Distribution of percentage annual change of daily wages, private non-agricultural sector, with and without una tantum

4.3 Results

From Fig. 2, it is already possible to evaluate how the symmetry of the distribution has changed during the recent crisis. The figure indeed points towards a partial increase in wage flexibility during the recession, in line with the findings of Brandolini and Rosolia (2015) and Verdugo (2016) for the EU and the ones of Kurmann et al. (2014) for the USA and the UK. The skewness declined from 0.7 in 2006 to 0.2 in 2009; it then increased back to 0.6 in 2010 and dropped to 0.4 in 2013. Overall, wage rigidities seemed to be subdued during the period 2009–2013 compared to the pre-recessionary years. Such flexibility was not reflected in aggregate wages possibly because composition effects have dominated (Adamopoulou et al. 2016).

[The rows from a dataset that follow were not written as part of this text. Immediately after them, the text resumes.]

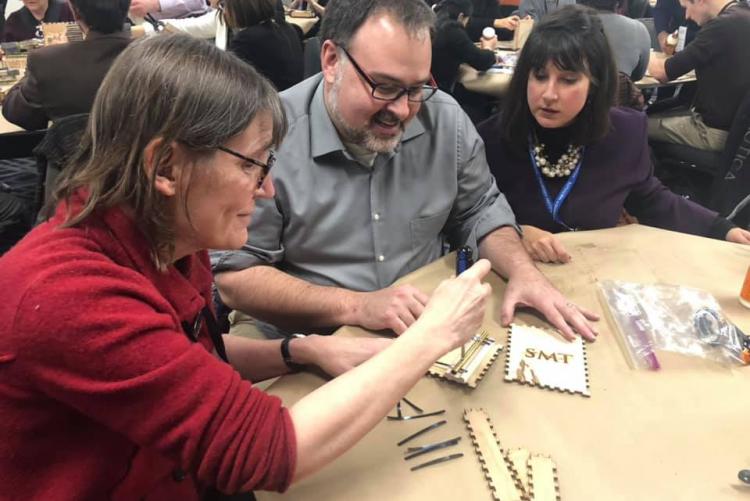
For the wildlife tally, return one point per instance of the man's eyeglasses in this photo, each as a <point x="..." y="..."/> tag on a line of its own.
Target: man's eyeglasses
<point x="392" y="92"/>
<point x="265" y="167"/>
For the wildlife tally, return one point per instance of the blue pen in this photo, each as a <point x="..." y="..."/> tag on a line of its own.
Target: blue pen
<point x="464" y="259"/>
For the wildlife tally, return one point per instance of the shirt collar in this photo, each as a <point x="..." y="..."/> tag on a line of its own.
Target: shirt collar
<point x="324" y="138"/>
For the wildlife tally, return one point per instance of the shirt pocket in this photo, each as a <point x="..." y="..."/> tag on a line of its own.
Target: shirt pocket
<point x="425" y="231"/>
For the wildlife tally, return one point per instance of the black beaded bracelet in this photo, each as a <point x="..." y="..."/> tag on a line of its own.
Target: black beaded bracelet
<point x="287" y="357"/>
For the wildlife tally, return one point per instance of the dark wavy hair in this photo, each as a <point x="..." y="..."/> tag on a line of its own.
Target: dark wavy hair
<point x="344" y="17"/>
<point x="448" y="10"/>
<point x="103" y="16"/>
<point x="573" y="39"/>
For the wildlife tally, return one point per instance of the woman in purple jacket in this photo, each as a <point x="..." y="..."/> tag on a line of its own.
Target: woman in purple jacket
<point x="565" y="158"/>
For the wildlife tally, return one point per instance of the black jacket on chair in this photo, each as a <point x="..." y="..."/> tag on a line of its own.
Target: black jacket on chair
<point x="452" y="47"/>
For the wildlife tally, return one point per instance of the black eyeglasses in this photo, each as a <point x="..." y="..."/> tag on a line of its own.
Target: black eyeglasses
<point x="266" y="167"/>
<point x="392" y="92"/>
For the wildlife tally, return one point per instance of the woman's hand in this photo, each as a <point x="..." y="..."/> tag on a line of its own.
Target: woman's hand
<point x="456" y="309"/>
<point x="543" y="246"/>
<point x="488" y="43"/>
<point x="738" y="236"/>
<point x="507" y="23"/>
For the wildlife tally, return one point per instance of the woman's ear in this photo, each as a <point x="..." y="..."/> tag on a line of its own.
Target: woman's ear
<point x="160" y="158"/>
<point x="329" y="61"/>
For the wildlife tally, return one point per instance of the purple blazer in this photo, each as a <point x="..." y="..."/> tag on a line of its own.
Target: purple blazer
<point x="616" y="173"/>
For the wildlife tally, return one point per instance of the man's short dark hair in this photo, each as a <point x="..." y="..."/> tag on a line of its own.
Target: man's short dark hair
<point x="602" y="5"/>
<point x="344" y="17"/>
<point x="102" y="16"/>
<point x="573" y="39"/>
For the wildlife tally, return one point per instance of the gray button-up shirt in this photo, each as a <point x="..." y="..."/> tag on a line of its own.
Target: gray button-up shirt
<point x="336" y="222"/>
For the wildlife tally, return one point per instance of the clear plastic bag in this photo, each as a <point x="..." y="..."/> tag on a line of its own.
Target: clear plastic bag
<point x="672" y="318"/>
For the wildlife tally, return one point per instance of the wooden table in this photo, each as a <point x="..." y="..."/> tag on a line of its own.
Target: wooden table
<point x="677" y="434"/>
<point x="6" y="126"/>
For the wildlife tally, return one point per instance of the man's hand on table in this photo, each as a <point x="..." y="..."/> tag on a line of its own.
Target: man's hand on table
<point x="739" y="236"/>
<point x="337" y="354"/>
<point x="394" y="308"/>
<point x="656" y="67"/>
<point x="543" y="246"/>
<point x="530" y="288"/>
<point x="139" y="8"/>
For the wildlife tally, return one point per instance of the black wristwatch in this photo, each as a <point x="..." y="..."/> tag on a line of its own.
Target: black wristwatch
<point x="287" y="357"/>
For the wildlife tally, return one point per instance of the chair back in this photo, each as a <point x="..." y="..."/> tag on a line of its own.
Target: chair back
<point x="732" y="182"/>
<point x="60" y="142"/>
<point x="311" y="57"/>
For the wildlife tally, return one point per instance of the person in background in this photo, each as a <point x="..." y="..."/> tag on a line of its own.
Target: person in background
<point x="380" y="172"/>
<point x="317" y="6"/>
<point x="275" y="49"/>
<point x="168" y="9"/>
<point x="25" y="23"/>
<point x="566" y="159"/>
<point x="49" y="89"/>
<point x="116" y="383"/>
<point x="452" y="47"/>
<point x="718" y="54"/>
<point x="669" y="15"/>
<point x="488" y="13"/>
<point x="628" y="38"/>
<point x="2" y="17"/>
<point x="537" y="9"/>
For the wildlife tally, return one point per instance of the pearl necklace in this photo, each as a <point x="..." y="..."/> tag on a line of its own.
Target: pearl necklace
<point x="564" y="165"/>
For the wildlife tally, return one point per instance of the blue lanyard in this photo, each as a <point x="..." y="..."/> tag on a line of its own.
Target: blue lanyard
<point x="554" y="207"/>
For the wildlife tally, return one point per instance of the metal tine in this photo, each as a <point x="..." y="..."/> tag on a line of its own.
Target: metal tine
<point x="437" y="461"/>
<point x="422" y="431"/>
<point x="471" y="351"/>
<point x="432" y="447"/>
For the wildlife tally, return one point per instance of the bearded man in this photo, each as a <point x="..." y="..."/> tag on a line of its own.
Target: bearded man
<point x="379" y="174"/>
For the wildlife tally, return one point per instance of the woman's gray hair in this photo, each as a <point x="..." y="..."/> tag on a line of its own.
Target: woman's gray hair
<point x="176" y="88"/>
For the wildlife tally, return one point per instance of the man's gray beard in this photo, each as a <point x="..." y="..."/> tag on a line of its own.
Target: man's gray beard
<point x="361" y="137"/>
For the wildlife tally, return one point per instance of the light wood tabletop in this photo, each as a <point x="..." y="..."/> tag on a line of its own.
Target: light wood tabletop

Figure 4 reports the evolution of our three different measures of rigidity in the last 25 years for employees in the private sector excluding agriculture. Both the first (dash-dotted line) and the second (solid line) measure display a drop after 2009, showing that the distribution of annual wage changes became less asymmetric to the right. The percentage of employees with a recorded negative wage change (dashed line) mirrors these measures by featuring an increase after 2009. Almost 30% of job stayers have a recorded negative wage change in 2009 while this figure is around 20% in normal times.9 , 10 , 11 Overall, the coherence between these three measures of rigidity is high: the simple correlation between Kelley’s skewness and the standard measure of skewness is 0.9 and that with the share of wage cuts is 0.3. Given the frequent presence of outliers in wage changes, in the rest of the paper, we report only the Kelley’s skewness and the share of employees with recorded negative wage change. The results with skewness are available upon request.
Fig. 4

Evolution of wage rigidities over time

These measures of skewness for the overall private non-agricultural sector may mask considerable heterogeneity across different types of workers or firms. Figure 5 shows the evolution of Kelley’s skewness for employees in different positions: blue collars, white collars and middle managers. We observe that the skewness decreased more for blue collars (dashed line). White collars and middle managers were affected to a lesser extent. The percentage of employees with a recorded negative wage change rose after 2009 especially among middle managers (Fig. 6). This may be due to the high incidence of bonuses for this particular category of workers, which allowed firms to cut wages more homogeneously, shifting the distribution of wage changes to the left without affecting its shape as much as for other occupational categories.
Fig. 5

Wage rigidity by position, Kelley’s skewness

Fig. 6

Negative wage changes by position, % of employees

Regarding differences across sectors, we observe that employees in the industrial sector excluding construction experienced more wage cuts during the recessionary years and the largest drop in the skewness of the distribution of wage changes (Figs. 7 and 8).12 Lastly, we observe important differences between firms of different sizes (Figs. 9 and 10) in line with the findings of Adamopoulou et al. (2016). In particular, medium-sized and large firms managed to reduce wages more than small firms, possibly due to the larger share of bonuses related to firms’ performance.13 This result is consistent with what found with the skewness measure with the exception of very large firms (with 250 employees or more). These firms usually display a higher level of flexibility, but their distribution of wage changes experienced a smaller drop in the skewness during the crisis. The discrepancy between the evolution of the skewness and of the percentage of employees with a recorded negative wage change in very large firms again may be due to the fact that large firms pay wages on average well above the minimum and were able to adjust wages more homogeneously.
Fig. 7

Wage rigidity by sector, Kelley’s skewness

Fig. 8

Negative wage changes by sector, % of employees

Fig. 9

Wage rigidity by firm size, Kelley’s skewness

Fig. 10

Negative wage changes by firm size, % employees

All in all, we document the presence of some degree of higher wage flexibility during the recent recession even in a context like the Italian one where some institutional features of the labour market, like the way wages are bargained, may make wages rather rigid. In the next section, we focus on a case study in order to understand better how wages were adjusted in such an institutional environment.

5 Wage drift

As mentioned above, wages are made up of two components, a nationally negotiated base wage and a residual part set at the firm level. On average, in Italy, they account for about 80 and 20% of total wage, respectively; half of the firm level component comes in the form of bonuses (Structure of Earnings Survey, 2006).14 This section studies the different behaviour of the nationally negotiated and the residual part of daily wages, as well as the way they interact with each other, to pin down possible mechanisms behind the higher wage flexibility for different types of workers and firms.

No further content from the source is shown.